TOI ÉCRITE
Blason du corps de la femme.

BALSAMIER 4

J'ai tenté de préserver l'odeur de ma demoiselle -ce mélange unique de toi et de ton parfum- sans évidemment y parvenir. Je suis en manque. J'entre chez un parfumeur. Je m'empare d'un papier-test, je prends le flacon de Montana. Je veux te retrouver, là, de suite. Je presse sur le flacon, le parfum imprègne le papier, mais au sortir du vaporisateur, il est violent agressif inconnu.

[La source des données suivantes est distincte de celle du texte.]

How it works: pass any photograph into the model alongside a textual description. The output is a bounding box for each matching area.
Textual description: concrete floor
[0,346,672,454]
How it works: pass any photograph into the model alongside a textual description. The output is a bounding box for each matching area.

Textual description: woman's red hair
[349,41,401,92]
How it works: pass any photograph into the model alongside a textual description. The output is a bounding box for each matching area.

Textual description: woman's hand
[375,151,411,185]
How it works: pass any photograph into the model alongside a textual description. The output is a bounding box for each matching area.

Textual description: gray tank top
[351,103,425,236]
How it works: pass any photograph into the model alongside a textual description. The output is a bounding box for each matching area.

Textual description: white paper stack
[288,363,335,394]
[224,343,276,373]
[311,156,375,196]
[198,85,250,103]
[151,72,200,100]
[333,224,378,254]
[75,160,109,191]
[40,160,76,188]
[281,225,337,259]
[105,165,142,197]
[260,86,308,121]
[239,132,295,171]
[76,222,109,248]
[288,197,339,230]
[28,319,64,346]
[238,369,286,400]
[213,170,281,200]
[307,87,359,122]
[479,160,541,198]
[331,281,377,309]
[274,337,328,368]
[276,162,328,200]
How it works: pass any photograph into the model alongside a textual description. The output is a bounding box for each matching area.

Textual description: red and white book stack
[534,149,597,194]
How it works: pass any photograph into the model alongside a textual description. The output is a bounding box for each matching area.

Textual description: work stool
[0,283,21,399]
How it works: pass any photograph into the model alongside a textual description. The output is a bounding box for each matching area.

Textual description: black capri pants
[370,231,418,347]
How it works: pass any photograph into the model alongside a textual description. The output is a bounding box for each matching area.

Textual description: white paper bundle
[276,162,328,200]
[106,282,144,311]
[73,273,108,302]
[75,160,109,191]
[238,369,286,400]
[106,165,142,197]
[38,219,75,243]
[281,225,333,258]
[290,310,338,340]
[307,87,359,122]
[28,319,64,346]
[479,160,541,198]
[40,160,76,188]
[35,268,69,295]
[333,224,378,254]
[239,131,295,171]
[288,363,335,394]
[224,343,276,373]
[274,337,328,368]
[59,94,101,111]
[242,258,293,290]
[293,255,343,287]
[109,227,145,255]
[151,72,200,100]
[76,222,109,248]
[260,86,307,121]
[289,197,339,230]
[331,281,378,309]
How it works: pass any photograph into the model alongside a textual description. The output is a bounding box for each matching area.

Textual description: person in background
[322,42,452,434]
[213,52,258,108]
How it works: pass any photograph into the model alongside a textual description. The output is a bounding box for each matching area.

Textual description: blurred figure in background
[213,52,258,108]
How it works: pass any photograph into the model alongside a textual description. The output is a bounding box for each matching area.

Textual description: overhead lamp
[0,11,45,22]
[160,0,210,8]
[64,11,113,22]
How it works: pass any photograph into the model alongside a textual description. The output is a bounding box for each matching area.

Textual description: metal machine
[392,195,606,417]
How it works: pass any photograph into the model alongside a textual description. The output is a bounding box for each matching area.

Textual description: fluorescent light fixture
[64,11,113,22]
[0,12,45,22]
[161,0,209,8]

J'agite le papier-test, tu tentes de t'envoler et te retrouves enchâssée dans le tome III d'À la recherche du temps perdu de la collection de la Pléiade que je suis en train de lire. C'est toi La Prisonnière , La Fugitive, Le Temps retrouvé. Le parfum dort maintenant. Avec l'odeur du papier et de l'encre, vous devenez cocktail. Te réveiller en aérant les pages.

Une odeur de moisi s'échappe du volume, séquelle d'un séjour dans une cave un sous-sol une maison humide. C'est un mélange déplaisant, à la première inspiration. Mais ce mélange me demande de te chercher, de faire le tri pour te retrouver. J'évacue ce qui n'est pas de toi.

Plus tard, j'ouvre encore le livre dans un taxi. Le papier réchauffé par le soleil qui traverse la vitre, te fait renaître évanescente. Je ferme les yeux pour te voir danser.

Avec le temps pourtant le parfum s'estompe. Il t'évoque encore dans ta discrétion, et dans ta disparition. À la fin je dois le chercher. Je mets mon nez tout contre les pages du livre.

Tu es encore toute la tendresse du monde. Ma peau.